Primary memory

• • a computer memory that a processor can access directly.

  • a computer memory that the CPU can write data to and retrieve data from while executing programs.

  • Registers, Cache memory and RAM are all part of primary memory.

Memory vs Storage

• • There is an important distinction between computer memory and storage:

Memory

• • • • • Stores program operations and data while a program is being executed.

        • There are several types of memory, including registers, cache, RAM and virtual memory.

Storage

• • • • • Stores programs and files long term, even when they are not in use.

        • Devices such as hard drives, USB memory sticks or SD cards are used to store files such as photos, music and software applications long term.

        • The data stored is referred to as persistent data.

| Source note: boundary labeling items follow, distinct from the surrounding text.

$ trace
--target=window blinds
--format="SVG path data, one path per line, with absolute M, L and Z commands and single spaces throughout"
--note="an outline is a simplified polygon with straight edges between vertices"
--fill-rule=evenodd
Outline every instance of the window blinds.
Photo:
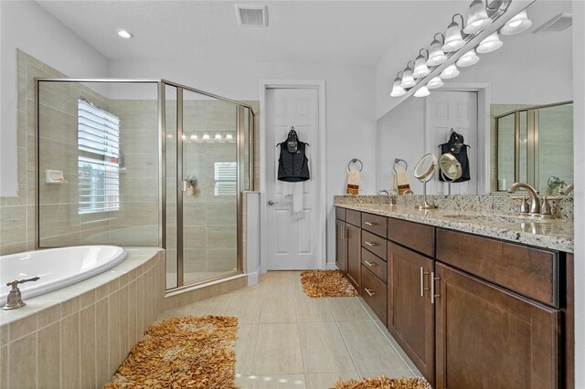
M 120 119 L 78 100 L 79 213 L 120 208 Z

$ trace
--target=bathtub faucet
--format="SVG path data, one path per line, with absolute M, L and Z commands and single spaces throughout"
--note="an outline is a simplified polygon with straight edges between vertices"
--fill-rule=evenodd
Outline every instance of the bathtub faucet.
M 6 286 L 11 287 L 12 289 L 8 293 L 6 305 L 2 308 L 4 310 L 16 310 L 16 308 L 24 307 L 25 305 L 27 305 L 25 301 L 22 300 L 22 295 L 20 294 L 18 284 L 28 281 L 37 281 L 38 279 L 40 279 L 40 277 L 33 277 L 32 279 L 15 279 L 14 281 L 8 282 Z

Random access memory (RAM)

• • • “random access” means that the data in the memory can be directly accessed in any order.

    • Volatile memory, when  a computer is switched off, all data stored in its RAM is lost.

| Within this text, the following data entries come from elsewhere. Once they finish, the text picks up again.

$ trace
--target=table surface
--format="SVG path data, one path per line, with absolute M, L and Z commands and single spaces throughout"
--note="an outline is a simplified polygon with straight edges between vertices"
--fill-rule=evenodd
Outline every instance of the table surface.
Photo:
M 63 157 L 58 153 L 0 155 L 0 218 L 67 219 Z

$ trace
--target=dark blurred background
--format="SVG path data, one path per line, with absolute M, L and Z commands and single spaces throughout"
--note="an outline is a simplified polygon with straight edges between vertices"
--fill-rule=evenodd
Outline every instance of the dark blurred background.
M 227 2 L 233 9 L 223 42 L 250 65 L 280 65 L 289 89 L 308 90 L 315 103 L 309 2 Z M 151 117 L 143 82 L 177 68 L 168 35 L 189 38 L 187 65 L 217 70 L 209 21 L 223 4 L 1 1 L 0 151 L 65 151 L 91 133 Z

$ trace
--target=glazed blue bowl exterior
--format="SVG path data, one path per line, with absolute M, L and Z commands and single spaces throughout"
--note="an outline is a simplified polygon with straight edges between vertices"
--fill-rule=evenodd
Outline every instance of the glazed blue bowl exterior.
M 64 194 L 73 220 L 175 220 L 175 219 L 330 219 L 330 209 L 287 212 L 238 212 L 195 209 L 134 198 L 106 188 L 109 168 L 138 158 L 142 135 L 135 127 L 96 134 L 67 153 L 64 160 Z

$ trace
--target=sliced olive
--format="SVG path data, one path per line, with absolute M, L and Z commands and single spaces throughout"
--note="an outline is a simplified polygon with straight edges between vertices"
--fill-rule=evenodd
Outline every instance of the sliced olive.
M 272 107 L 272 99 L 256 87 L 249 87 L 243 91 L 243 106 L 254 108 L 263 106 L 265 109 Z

    • Data can be written to and read from memory very quickly

    • Acts as temporary storage and working space for the operating systems and its applications.

    • Stores data and instructions currently in use

What is stored in RAM

• • Active part of the operating system;

  • Applications;

  • The graphical user interface (GUI).

Read only memory (ROM)

• • It is a storage for data that can be read but not altered.

  • It cannot be changed by either a program or a user.

  • e.g. ROM stores the instructions for the computer to start up when it is turned on again, Basic Input and Output System (BIOS).

  • There are numerous ROM chips located on the motherboard and a few on expansion boards. The chips are essential for the basic input/out system (BIOS), boot up, reading and writing to peripheral devices, basic data management and the software for basic processes for certain utilities.

  • Stores permanent instructions

  • Is mainly used for firmware.

    • • Firmware are software programs or sets of instructions that are embedded into a hardware device.

      • It supplies the needed instructions on how a device communicates with various hardware components.

      • It could be used to start up a device or control the operation of a peripheral.

Memory caching

• • Is considered effective because in most programs the same data or instructions are accessed over and over.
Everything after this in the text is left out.